The purpose of the Mastering
Enterprise BI subset of my Introduction to MSSQL Server Analysis
Services series is to focus on techniques for
implementing features in Analysis Services that parallel – or outstrip – those
found in the more "mature" enterprise OLAP packages. In many cases, which I try to
outline in my articles at appropriate junctures, the functionality of the OLAP
solutions within well-established, but expensive, packages, such as Cognos
PowerPlay Transformer and Cognos PowerPlay, can be met – often
exceeded – in most respects by the Analysis Services / Reporting Services
combination – at a tiny fraction of the cost. The vacuum of documentation
comparing components of the Microsoft BI solution to their counterparts among
the dominant enterprise BI vendors, to date, represents a serious "undersell"
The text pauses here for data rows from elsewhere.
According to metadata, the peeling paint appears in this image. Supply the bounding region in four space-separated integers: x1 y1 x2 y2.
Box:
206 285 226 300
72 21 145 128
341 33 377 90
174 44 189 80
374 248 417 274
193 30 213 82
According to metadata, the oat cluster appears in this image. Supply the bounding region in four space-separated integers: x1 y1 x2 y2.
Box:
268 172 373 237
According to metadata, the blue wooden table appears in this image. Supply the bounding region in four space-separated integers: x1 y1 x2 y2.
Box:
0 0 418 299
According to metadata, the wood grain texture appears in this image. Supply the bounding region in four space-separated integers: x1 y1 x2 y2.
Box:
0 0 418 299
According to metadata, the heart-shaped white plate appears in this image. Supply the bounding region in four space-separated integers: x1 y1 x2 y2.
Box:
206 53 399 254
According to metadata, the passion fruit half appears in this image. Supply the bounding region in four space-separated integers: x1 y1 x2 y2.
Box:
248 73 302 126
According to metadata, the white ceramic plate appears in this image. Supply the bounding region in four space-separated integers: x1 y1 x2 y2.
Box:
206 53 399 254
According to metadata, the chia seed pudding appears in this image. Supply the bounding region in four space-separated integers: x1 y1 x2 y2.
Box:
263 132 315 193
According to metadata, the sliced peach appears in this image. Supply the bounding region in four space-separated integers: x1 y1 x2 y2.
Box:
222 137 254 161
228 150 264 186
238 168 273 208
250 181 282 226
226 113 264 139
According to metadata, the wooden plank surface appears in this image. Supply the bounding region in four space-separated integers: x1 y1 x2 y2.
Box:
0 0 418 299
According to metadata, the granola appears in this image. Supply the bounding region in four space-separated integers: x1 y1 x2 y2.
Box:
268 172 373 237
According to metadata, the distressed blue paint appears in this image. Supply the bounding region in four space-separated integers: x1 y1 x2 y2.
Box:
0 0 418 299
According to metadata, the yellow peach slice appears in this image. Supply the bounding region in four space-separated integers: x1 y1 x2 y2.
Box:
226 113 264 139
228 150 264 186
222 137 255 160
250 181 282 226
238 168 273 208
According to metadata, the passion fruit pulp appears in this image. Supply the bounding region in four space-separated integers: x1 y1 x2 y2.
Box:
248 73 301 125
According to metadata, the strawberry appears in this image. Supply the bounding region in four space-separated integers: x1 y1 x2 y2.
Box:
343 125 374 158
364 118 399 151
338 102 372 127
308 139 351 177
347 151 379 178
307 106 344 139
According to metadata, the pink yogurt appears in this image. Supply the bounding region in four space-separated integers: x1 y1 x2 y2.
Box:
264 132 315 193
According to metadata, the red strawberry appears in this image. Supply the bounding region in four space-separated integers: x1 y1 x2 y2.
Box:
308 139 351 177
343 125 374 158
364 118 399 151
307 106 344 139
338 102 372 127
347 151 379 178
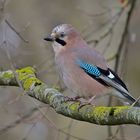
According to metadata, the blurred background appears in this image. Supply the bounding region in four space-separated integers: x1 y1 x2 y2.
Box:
0 0 140 140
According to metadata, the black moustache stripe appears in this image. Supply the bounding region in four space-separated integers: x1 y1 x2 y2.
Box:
55 38 67 46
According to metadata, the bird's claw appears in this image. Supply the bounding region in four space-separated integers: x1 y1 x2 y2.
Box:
78 101 91 111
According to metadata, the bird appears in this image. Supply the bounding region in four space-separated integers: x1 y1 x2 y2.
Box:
44 24 139 106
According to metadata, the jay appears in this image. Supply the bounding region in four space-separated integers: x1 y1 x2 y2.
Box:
44 24 138 104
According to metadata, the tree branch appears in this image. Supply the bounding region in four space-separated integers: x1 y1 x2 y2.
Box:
0 67 140 125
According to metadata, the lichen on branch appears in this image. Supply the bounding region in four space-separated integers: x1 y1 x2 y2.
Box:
0 67 140 125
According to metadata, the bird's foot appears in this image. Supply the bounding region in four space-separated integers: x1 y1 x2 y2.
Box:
78 96 95 111
65 96 82 102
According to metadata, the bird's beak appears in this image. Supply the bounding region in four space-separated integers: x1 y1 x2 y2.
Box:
44 33 56 42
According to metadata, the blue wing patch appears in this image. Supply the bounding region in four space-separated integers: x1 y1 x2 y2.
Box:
77 60 101 77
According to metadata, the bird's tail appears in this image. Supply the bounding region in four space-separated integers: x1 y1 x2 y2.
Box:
101 75 140 107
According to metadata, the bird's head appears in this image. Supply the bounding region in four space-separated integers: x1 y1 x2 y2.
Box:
44 24 81 53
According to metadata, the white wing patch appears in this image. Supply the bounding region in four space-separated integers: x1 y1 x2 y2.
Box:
108 71 115 79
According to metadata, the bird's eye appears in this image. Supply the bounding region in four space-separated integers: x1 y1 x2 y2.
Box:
60 32 65 37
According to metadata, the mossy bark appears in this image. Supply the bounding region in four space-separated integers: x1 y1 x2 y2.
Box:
0 67 140 125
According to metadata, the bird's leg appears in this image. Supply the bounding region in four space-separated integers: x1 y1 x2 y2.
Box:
65 96 82 101
78 95 96 111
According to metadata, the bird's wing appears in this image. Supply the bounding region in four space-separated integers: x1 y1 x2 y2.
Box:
77 59 135 102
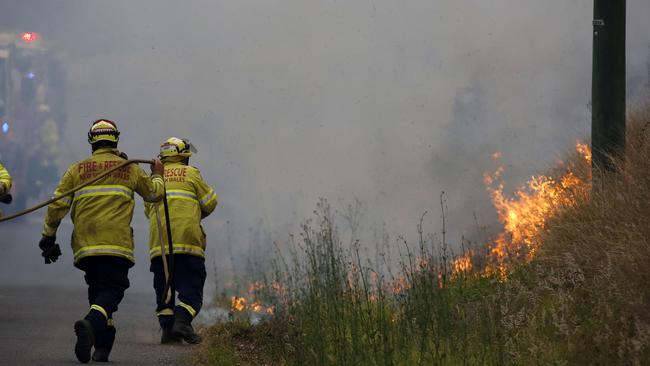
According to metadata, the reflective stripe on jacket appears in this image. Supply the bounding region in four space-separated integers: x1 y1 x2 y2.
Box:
0 163 11 192
145 161 217 258
43 149 164 264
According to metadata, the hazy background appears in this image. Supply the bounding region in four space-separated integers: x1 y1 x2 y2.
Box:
0 0 650 294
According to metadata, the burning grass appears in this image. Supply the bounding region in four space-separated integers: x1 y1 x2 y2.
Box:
201 104 650 365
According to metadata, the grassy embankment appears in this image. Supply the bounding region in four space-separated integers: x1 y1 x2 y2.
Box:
201 104 650 365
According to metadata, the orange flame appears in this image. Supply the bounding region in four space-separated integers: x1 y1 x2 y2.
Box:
230 296 246 311
485 142 591 277
452 252 472 275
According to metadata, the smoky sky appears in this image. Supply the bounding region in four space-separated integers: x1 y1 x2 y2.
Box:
0 0 650 286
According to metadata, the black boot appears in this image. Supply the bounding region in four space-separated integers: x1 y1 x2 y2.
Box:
93 326 117 362
160 328 183 344
74 319 95 363
172 308 202 344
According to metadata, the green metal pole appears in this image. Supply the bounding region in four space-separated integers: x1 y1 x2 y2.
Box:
591 0 626 177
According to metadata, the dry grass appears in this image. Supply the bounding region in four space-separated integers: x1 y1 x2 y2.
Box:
205 101 650 365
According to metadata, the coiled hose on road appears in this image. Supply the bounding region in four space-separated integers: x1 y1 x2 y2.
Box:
0 159 174 304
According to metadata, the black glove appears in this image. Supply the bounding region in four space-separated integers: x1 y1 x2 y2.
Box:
38 236 61 264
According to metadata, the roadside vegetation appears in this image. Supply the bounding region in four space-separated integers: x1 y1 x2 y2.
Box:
200 103 650 365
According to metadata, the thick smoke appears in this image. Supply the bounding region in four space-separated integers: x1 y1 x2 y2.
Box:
0 0 650 292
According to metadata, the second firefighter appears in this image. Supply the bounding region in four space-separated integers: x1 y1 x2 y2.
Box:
145 137 217 344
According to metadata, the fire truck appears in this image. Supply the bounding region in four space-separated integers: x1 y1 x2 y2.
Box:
0 32 66 211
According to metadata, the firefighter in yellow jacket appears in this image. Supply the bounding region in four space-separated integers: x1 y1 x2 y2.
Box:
0 163 11 196
145 137 217 344
39 119 164 363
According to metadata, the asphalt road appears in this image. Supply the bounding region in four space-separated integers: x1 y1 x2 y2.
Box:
0 219 198 365
0 286 198 365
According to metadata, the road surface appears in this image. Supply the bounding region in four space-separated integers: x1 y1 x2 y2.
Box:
0 219 198 365
0 286 198 365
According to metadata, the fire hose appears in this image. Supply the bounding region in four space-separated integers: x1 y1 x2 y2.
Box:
0 159 174 304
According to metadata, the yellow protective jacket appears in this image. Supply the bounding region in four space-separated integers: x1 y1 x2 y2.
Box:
144 161 217 259
0 163 11 192
43 148 164 264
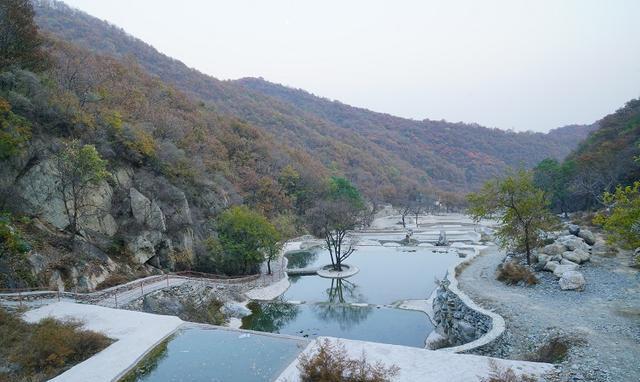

of both Analysis Services and Reporting Services, particularly
from an OLAP reporting perspective. I hope to contribute to making this arena
more accessible to everyone, and to share my implementation and conversion
experiences as the series evolves – and, within the context of the Mastering
Enterprise BI articles, to demonstrate that the ease of replicating popular
enterprise BI features in Analysis Services will be yet another reason
that the Microsoft solution will commoditize business intelligence.
For
more information about the Mastering Enterprise BI articles, see
the section entitled "About the
Mastering
Enterprise BI Articles" in my article Relative
Time Periods in an Analysis Services Cube, Part I.
Introduction
The advent of MSSQL
Server Analysis Services 2005 witnessed the introduction of many new
concepts within a dramatically more sophisticated design environment. Measure
Groups represent one of myriad enhancements that we encounter early in
exploring and implementing Analysis Services 2005 for use within
enterprise Business Intelligence environments. A Measure Group not only
holds the measures from a given fact table, but it also houses the aggregations
of those measures for various dimensional hierarchies that we designate.
When we couple a
dimension with a Measure Group, we associate the measures within the
group with the appropriate levels of the hierarchy within that dimension. This
allows us the flexibility of using the same "grain mapping" between
the level and other measures we might wish to add to the same group. The most
obvious advantage that accrues is the capability to maintain different Measure
Groups with different meaningful levels, eliminating confusion and delivering
new levels of design friendliness.
Measure Groups are, therefore, logical
collections of related measures, whose purpose is to make life easier for
solution and application designers. In this article, we will examine Measure
Groups, and get hands-on exposure to the process of adding them to a basic cube
we construct within the new Business Intelligence Development Studio. We
will overview the creation of Measure Groups, and discuss ways in which
they can offer flexibility in cube and solution / application design and
development. As a part of our examination of the steps, we will:
-
Prepare Analysis
Services, and our environment, by creating an Analysis Services Project
to house our development steps, and to serve as a platform for the design of a
quick cube model, within which to perform subsequent procedures in our session; -
Create a Data
Source containing the information Analysis Services needs to connect
to a database; -
Create a Data
Source View containing schema information; -
Build a cube
based upon our Data Source and Data Source View, containing data
from our sample relational tables; -
Add examples
of Measure Groups as part of cube design; -
Assign, via
the Dimensional Usage tab of the Designer, granularity at measure
/ dimension intersects for representative members of the new Measure Groups; -
Deploy our Analysis
Services Solution; -
Browse the Cube,
focusing on the new Measure Groups and associated details.